On 6 Jul 2011, at 11:45, Sebastian Reitenbach wrote:

> 
> On Wednesday, July 6, 2011 12:14 CEST, David Chisnall <theraven@sucs.org> 
> wrote: 
> 
>> On 6 Jul 2011, at 11:02, David Chisnall wrote:
>> 
>>> On 6 Jul 2011, at 10:55, Sebastian Reitenbach wrote:
>>> 
>>>> Error: Instance variables in NSTextTable overlap superclass NSTextBlock.  
>>>> Offset of first instance variable, _layoutAlgorithm, is 196.  Last 
>>>> instance variable in superclass, _widthType, ends at offset 148.  This 
>>>> probably means that you are subclassing aclass from a library, which has 
>>>> changed in a binary-incompatibleway.
>>> 
>>> I think this is a bug in how libobjc2 is calculating sizes.  The last ivar 
>>> of NSTextBlock is an array of arrays, and my guess is that the runtime 
>>> thinks that it is smaller than it is.
>> 
>> Having said that, I can't actually reproduce this, and objc_sizeof_type() 
>> seems to return the same size as sizeof() for me when I copy the last ivar 
>> into a file and test it.  
>> 
>> Both of these numbers look a bit wrong.  For me, class_getInstanceSize() 
>> returns 172 for NSTextBlock, so unless you've got some very strict alignment 
>> requirements 196 looks too large.  The header doesn't seem to have been 
>> modified for a long time, so I'm not sure how it could happen.
> IIRC, the alignment is fairly strict on sparc64, but I'm not an expert ;)

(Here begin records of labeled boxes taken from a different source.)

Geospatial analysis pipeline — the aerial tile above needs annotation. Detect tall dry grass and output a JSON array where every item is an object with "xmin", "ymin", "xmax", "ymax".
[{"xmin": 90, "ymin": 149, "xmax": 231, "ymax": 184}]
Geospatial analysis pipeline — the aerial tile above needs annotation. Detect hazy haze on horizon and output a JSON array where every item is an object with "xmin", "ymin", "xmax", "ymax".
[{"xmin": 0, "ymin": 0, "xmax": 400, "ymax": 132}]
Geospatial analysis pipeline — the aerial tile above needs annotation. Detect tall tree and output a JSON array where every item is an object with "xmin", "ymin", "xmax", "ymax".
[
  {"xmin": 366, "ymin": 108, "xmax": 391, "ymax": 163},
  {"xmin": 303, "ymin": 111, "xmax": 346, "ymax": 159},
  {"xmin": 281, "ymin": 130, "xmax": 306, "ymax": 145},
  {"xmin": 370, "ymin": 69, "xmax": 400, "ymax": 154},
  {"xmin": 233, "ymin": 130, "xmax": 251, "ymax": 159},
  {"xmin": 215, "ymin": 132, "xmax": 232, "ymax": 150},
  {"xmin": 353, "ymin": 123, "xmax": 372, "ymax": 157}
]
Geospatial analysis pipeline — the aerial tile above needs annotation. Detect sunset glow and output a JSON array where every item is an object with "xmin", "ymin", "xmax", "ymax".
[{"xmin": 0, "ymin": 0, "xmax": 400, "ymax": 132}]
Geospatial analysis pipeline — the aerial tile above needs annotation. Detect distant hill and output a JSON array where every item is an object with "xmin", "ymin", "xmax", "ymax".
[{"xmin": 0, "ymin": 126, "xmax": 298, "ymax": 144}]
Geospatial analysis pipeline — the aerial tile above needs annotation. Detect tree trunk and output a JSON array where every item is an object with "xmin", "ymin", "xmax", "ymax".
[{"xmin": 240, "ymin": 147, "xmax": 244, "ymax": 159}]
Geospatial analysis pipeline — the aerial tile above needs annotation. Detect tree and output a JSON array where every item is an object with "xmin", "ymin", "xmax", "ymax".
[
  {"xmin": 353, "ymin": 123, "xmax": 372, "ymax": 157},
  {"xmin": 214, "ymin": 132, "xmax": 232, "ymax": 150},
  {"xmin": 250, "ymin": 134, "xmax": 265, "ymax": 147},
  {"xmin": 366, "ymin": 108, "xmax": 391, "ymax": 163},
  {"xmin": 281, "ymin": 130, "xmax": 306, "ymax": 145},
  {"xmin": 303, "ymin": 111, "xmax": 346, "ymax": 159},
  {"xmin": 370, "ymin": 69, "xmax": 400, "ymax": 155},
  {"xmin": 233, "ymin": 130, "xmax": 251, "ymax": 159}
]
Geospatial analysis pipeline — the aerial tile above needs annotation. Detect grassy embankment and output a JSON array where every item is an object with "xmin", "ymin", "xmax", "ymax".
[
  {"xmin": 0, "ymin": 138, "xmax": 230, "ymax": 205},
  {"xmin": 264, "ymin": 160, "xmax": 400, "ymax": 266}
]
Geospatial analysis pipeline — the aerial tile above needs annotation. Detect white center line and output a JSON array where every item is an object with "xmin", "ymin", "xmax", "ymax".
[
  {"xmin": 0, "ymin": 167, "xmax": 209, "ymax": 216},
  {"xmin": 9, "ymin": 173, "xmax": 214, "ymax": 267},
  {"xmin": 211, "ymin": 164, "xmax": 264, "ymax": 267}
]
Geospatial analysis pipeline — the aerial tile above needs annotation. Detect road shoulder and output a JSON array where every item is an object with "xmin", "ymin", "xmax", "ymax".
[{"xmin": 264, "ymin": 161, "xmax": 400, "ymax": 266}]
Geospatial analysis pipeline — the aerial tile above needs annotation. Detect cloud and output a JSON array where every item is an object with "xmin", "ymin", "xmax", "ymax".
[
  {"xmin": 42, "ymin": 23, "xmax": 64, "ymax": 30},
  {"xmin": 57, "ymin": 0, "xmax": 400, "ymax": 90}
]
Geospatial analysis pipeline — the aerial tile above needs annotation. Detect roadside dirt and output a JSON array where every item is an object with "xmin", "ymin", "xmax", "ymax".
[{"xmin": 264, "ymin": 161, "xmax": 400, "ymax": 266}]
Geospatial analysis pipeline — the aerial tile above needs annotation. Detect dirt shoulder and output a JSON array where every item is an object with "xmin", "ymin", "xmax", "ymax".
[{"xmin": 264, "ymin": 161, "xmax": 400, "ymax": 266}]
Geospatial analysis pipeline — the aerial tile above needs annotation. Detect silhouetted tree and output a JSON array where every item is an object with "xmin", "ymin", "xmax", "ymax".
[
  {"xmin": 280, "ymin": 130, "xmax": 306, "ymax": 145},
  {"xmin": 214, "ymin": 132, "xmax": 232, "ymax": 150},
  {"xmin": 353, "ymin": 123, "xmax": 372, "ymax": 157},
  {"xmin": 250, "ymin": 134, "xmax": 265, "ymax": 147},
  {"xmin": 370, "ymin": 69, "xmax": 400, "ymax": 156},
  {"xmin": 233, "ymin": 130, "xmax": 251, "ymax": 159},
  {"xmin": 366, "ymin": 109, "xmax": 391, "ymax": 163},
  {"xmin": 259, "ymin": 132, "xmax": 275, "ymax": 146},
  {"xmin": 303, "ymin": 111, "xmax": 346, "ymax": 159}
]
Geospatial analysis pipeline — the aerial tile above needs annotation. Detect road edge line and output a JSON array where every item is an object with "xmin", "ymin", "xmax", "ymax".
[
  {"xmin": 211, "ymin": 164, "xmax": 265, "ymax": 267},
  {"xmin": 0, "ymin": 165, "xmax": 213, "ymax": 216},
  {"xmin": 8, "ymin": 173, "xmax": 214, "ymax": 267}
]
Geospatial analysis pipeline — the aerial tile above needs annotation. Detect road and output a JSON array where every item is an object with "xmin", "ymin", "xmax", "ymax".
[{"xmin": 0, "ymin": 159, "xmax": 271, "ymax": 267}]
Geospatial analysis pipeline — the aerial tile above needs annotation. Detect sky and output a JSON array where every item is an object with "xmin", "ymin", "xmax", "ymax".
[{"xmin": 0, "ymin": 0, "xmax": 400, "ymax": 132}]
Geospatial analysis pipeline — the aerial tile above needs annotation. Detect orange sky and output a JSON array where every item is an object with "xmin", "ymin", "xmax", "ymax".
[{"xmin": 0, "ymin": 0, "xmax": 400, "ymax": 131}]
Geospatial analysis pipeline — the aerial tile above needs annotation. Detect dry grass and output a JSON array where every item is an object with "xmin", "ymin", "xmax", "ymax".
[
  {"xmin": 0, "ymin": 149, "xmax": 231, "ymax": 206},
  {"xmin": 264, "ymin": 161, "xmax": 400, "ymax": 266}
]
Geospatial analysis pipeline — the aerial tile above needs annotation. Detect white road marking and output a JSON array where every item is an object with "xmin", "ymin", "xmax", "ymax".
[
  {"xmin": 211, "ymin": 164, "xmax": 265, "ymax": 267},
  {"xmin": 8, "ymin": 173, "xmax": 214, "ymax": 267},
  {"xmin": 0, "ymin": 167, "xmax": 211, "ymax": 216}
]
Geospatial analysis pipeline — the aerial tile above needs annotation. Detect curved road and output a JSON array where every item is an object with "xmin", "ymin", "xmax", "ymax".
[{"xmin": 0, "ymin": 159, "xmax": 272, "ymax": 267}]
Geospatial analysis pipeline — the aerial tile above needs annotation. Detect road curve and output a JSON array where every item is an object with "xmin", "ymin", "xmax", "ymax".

Hmm, 196 might be correct for SPARC64.

>> Can you tell me from the debugger:
>> 
>> - What the type encoding of the last ivar is
>> - What the calculated size of the last ivar is
> Do you can give me a hint how I can figure this out? At which frame stack I 
> should potentially go, or where to set a breakpoint, and what to enter?

The stack frame that calls abort (objc_compute_ivar_offsets()).  It has a local 
variable called ivar, which is the last ivar in the superclass.  It uses this 
to calculate the size from the type.